J’ai vu Denoël tous les jours pendant des années, ayant un bureau au siège des Editions, sauf entre la fin 1936 et 1939. Nous sommes partis ensemble pour la guerre, cherchant en vain à rejoindre notre 3e Corps médical à Gand, où nous n’arrivâmes jamais, puis sur les routes vers le midi de la France. Il m’a quitté à Narbonne, profitant d’une voiture de rencontre remontant à Paris.

Lettre à l’auteur, 25 avril 1978

 

Je suis rentré à Paris en octobre 1939. Denoël m’a immédiatement confié le secrétariat d’un hebdomadaire qu’il venait de lancer, Notre Combat, qui eut très vite, à tort, la réputation d’organe officieux de l’Hôtel Continental. Il m’est arrivé de fournir des sujets, chaque numéro traitant d’un sujet unique, mais, le plus souvent, c’est Denoël qui fournissait thème et rédacteur. Je me souviens aussi de démarches à l’ambassade d’Angleterre et auprès du gouvernement tchèque en exil, pour obtenir des subventions ou achat de numéros.

En mai 1940 nous fûmes rappelés, sans uniformes. Nous fûmes enfin envoyés dans le midi, toujours à la recherche du 3e Corps médical basé à Gand. A Pont-Saint-Esprit, nous ne trouvâmes que les Chasseurs ardennais, dont le colonel proposa de nous équiper. Nous l’évitâmes, n’ayant l’un et l’autre aucun goût pour les militaires. En juin Denoël remonta à Paris, moi je gagnai, comme réfugié, Montbrun-des-Corbières, d’où je pris le chemin de Liège, en octobre ou début novembre 1940.

Dès le début de la « drôle de guerre », Denoël avait envoyé en province Cécile et son fils. Dès son retour d’exode, il les fit rentrer. Je me chargeai ensuite de publicité, rue Amélie. Nous y vîmes souvent de « grands résistants », comme Aragon. Je voyais tous les jours Robert et le demi-frère de Cécile, Billy, intelligent, jugeant son monde et sa sœur.

Lors du débarquement, il s’était trouvé un petit appartement près du boulevard des Capucines, plus discret que l’adresse de Jeanne Loviton. Il s’acheta une moto (3), les déplacements étant difficiles. Il m’emprunta 200 000 F à l’époque - ou plutôt à l’amie [Catherine Hessling] que je devais épouser - et les lui remboursa quand il vendit les Editions Denoël à Jeanne, sachant que selon les événements ultérieurs, il les lui rachèterait, ou deviendrait son directeur. Et qu’il l’épouserait.
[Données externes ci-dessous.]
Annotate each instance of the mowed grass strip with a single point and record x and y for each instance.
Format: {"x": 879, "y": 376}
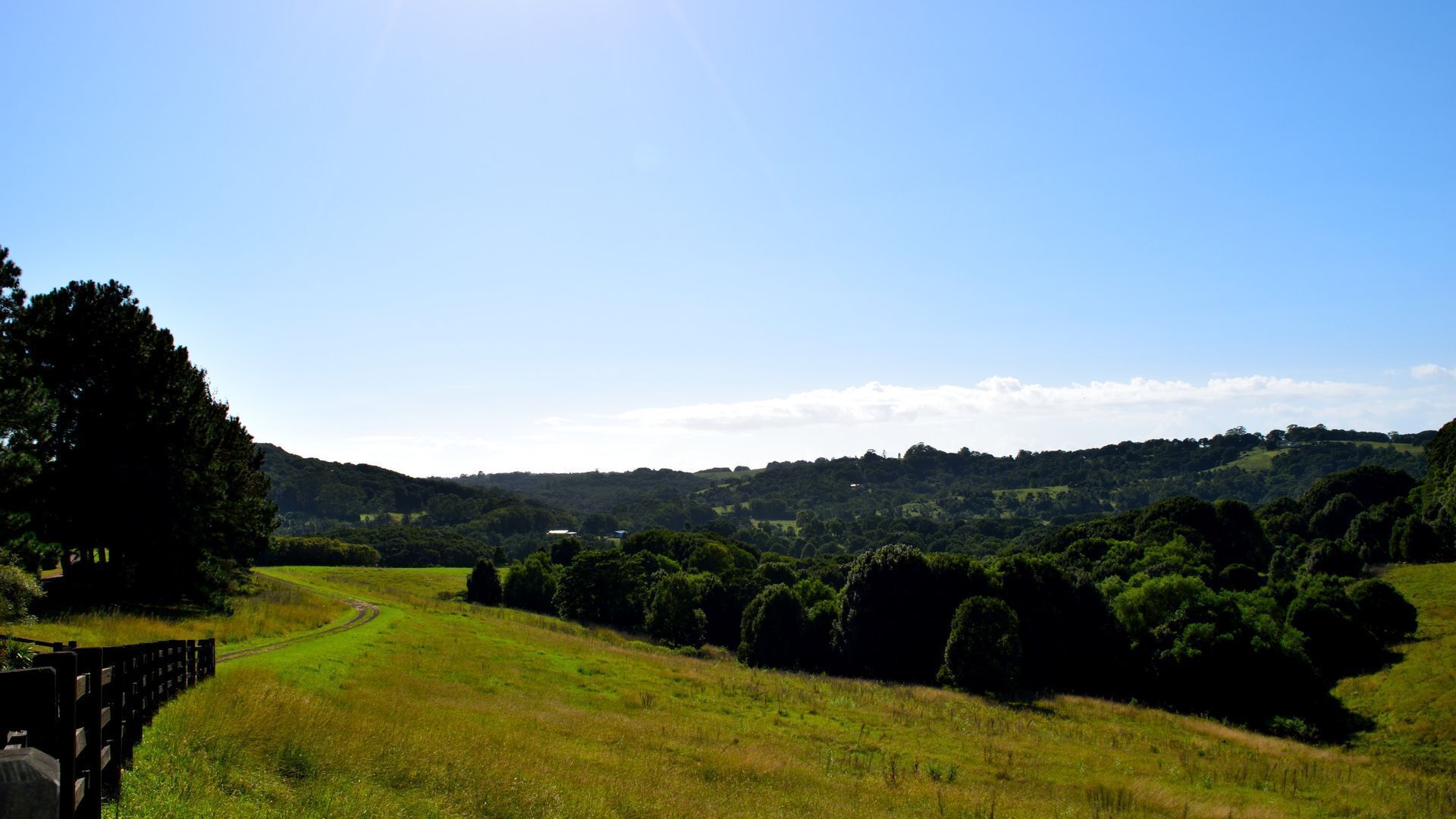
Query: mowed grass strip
{"x": 1414, "y": 700}
{"x": 440, "y": 708}
{"x": 273, "y": 613}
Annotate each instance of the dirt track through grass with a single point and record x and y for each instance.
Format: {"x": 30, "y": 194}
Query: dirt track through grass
{"x": 364, "y": 613}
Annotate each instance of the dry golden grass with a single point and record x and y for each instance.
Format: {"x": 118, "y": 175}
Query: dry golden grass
{"x": 275, "y": 610}
{"x": 438, "y": 708}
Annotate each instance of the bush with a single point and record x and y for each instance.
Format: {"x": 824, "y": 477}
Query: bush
{"x": 604, "y": 586}
{"x": 18, "y": 591}
{"x": 484, "y": 585}
{"x": 983, "y": 651}
{"x": 532, "y": 585}
{"x": 887, "y": 626}
{"x": 1383, "y": 611}
{"x": 772, "y": 629}
{"x": 674, "y": 613}
{"x": 316, "y": 551}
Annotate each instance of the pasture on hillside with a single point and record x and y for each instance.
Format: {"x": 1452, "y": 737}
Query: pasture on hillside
{"x": 443, "y": 708}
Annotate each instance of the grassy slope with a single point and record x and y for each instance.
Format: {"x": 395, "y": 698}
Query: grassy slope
{"x": 274, "y": 611}
{"x": 438, "y": 708}
{"x": 1414, "y": 701}
{"x": 1263, "y": 460}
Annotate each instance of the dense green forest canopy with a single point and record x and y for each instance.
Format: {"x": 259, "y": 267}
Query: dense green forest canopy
{"x": 956, "y": 485}
{"x": 1220, "y": 608}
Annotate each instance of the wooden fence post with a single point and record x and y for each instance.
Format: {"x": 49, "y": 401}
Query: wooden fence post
{"x": 71, "y": 738}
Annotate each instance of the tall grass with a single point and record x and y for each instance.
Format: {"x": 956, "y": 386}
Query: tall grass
{"x": 440, "y": 708}
{"x": 1414, "y": 701}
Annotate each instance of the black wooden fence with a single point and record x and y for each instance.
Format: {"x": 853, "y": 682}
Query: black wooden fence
{"x": 86, "y": 707}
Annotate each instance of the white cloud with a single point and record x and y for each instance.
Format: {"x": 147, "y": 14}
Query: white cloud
{"x": 998, "y": 416}
{"x": 1433, "y": 372}
{"x": 995, "y": 397}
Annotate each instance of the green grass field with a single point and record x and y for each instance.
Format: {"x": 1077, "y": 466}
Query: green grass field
{"x": 1263, "y": 460}
{"x": 1414, "y": 701}
{"x": 441, "y": 708}
{"x": 273, "y": 613}
{"x": 1024, "y": 493}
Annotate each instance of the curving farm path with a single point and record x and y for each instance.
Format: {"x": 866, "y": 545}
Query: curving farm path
{"x": 363, "y": 613}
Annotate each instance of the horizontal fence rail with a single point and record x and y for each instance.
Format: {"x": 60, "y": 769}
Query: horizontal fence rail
{"x": 86, "y": 707}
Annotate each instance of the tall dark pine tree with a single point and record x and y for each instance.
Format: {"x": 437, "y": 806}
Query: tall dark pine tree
{"x": 25, "y": 416}
{"x": 147, "y": 480}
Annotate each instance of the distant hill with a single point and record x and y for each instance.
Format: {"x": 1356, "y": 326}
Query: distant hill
{"x": 946, "y": 485}
{"x": 327, "y": 490}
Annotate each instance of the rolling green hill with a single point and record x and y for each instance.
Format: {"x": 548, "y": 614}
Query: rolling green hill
{"x": 957, "y": 485}
{"x": 1414, "y": 700}
{"x": 440, "y": 708}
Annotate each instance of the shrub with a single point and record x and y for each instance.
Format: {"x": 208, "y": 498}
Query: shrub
{"x": 316, "y": 551}
{"x": 1383, "y": 611}
{"x": 772, "y": 629}
{"x": 983, "y": 651}
{"x": 484, "y": 585}
{"x": 674, "y": 613}
{"x": 532, "y": 585}
{"x": 18, "y": 591}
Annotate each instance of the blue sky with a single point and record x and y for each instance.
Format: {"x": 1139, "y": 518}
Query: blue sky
{"x": 482, "y": 237}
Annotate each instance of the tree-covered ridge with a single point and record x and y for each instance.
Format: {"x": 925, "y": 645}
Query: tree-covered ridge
{"x": 309, "y": 487}
{"x": 595, "y": 491}
{"x": 1204, "y": 607}
{"x": 928, "y": 483}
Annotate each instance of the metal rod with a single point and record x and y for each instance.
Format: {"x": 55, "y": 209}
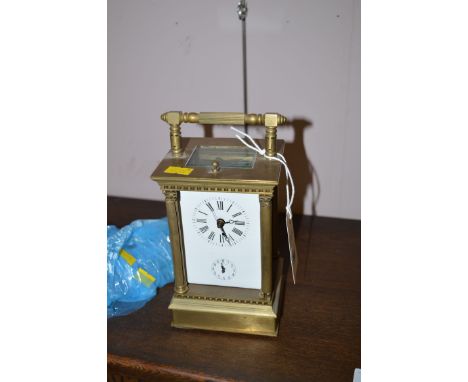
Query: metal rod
{"x": 242, "y": 13}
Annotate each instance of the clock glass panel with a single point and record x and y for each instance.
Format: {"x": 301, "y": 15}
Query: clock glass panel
{"x": 221, "y": 235}
{"x": 227, "y": 156}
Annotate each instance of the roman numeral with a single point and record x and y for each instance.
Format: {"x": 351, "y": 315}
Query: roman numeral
{"x": 237, "y": 231}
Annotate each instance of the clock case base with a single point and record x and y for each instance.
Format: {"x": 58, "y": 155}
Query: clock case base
{"x": 255, "y": 317}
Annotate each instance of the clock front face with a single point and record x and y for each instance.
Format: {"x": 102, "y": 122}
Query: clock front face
{"x": 221, "y": 235}
{"x": 221, "y": 221}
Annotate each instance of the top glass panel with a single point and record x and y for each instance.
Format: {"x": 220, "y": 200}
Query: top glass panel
{"x": 227, "y": 156}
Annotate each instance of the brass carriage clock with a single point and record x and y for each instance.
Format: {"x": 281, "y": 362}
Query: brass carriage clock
{"x": 221, "y": 201}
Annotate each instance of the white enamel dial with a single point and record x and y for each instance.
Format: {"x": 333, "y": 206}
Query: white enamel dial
{"x": 220, "y": 221}
{"x": 223, "y": 269}
{"x": 221, "y": 238}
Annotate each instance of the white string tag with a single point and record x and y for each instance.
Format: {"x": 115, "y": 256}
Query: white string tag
{"x": 293, "y": 257}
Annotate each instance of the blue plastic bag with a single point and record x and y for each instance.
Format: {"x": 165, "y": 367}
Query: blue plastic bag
{"x": 139, "y": 260}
Je le voyais très souvent après la Libération ; il me téléphona encore, peu de minutes avant d’être abattu. Il s’occupait des Cours de droit et fonda les Editions de la Tour.
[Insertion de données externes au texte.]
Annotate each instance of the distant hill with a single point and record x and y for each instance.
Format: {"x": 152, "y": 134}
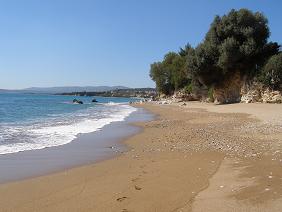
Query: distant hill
{"x": 128, "y": 92}
{"x": 65, "y": 89}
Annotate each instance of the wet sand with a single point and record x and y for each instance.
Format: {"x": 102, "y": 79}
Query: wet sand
{"x": 188, "y": 159}
{"x": 87, "y": 148}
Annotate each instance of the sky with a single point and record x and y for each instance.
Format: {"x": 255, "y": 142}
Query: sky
{"x": 45, "y": 43}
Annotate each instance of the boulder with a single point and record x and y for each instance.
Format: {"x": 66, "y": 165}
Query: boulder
{"x": 75, "y": 101}
{"x": 269, "y": 96}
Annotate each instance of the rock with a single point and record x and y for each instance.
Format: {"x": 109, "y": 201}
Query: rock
{"x": 137, "y": 187}
{"x": 269, "y": 96}
{"x": 75, "y": 101}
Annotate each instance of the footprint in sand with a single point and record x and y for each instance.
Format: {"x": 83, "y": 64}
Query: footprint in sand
{"x": 121, "y": 199}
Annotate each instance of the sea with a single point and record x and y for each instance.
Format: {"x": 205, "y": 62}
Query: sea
{"x": 37, "y": 121}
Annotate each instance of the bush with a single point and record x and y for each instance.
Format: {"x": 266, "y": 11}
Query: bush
{"x": 271, "y": 75}
{"x": 188, "y": 88}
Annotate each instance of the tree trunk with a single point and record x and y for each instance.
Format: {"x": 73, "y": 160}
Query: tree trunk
{"x": 229, "y": 90}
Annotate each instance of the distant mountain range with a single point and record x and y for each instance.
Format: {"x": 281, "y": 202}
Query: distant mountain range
{"x": 64, "y": 89}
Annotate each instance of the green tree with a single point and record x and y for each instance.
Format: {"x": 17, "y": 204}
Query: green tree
{"x": 235, "y": 42}
{"x": 271, "y": 75}
{"x": 170, "y": 74}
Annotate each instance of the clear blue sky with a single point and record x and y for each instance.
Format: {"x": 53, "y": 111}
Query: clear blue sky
{"x": 83, "y": 42}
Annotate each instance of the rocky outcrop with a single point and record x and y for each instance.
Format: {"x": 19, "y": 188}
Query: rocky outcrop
{"x": 255, "y": 92}
{"x": 269, "y": 96}
{"x": 229, "y": 90}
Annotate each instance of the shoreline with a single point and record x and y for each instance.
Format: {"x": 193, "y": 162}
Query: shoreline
{"x": 171, "y": 165}
{"x": 87, "y": 148}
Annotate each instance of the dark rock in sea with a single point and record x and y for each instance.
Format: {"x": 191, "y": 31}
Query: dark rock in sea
{"x": 75, "y": 101}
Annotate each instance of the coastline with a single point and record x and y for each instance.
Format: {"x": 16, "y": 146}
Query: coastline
{"x": 86, "y": 148}
{"x": 171, "y": 165}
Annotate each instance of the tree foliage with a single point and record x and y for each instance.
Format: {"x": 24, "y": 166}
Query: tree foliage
{"x": 272, "y": 72}
{"x": 171, "y": 73}
{"x": 236, "y": 42}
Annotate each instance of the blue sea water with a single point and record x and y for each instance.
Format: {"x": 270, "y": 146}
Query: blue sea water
{"x": 36, "y": 121}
Bernard Steele intervenait dans les dépenses mensuelles pour 50 000 F, et parfois plus. Il finit par se croire exploité, et ils se séparèrent. Après la Libération Bernard vint me voir et déclara, avant que je le mette à la porte : « Il est mort comme il a vécu, en gangster ».

Robert a toujours dépensé et emprunté l’argent. Il édita L’Hôtel du Nord sans en avoir les moyens financiers, ni une organisation de distribution. Cela l’amena à accepter Bernard Steele puis, plus tard, à confier, contre toutes ses idées, sa distribution à Hachette, Bernard renâclant de plus en plus.

Il me demanda de l’accompagner, comme « garde du corps », quant il alla toucher son premier million. Je nous revois encore, en taxi ; il n’avait pas encore de voiture, à cette époque (4).

Lettre à l’auteur, 11 mai 1978


Commentaires

1. La fiche militaire de Robert Denoël est précise : il a été mobilisé le 30 novembre 1922 comme milicien. Il n'est jamais passé par l'école des officiers de Beverlo.

2. L'incident relaté par Beckers remonte au 16 février 1923, date à laquelle le grade de caporal lui est retiré.

3. Cette moto appartenait aux Editions Domat-Montchrestien.

4. A ma connaissance, Robert Denoël n'a jamais possédé de voiture. Avant la guerre, il utilisait celle de Bernard Steele. Après la guerre, celle de Jeanne Loviton. Mais on aimerait savoir quand il est allé toucher son premier million...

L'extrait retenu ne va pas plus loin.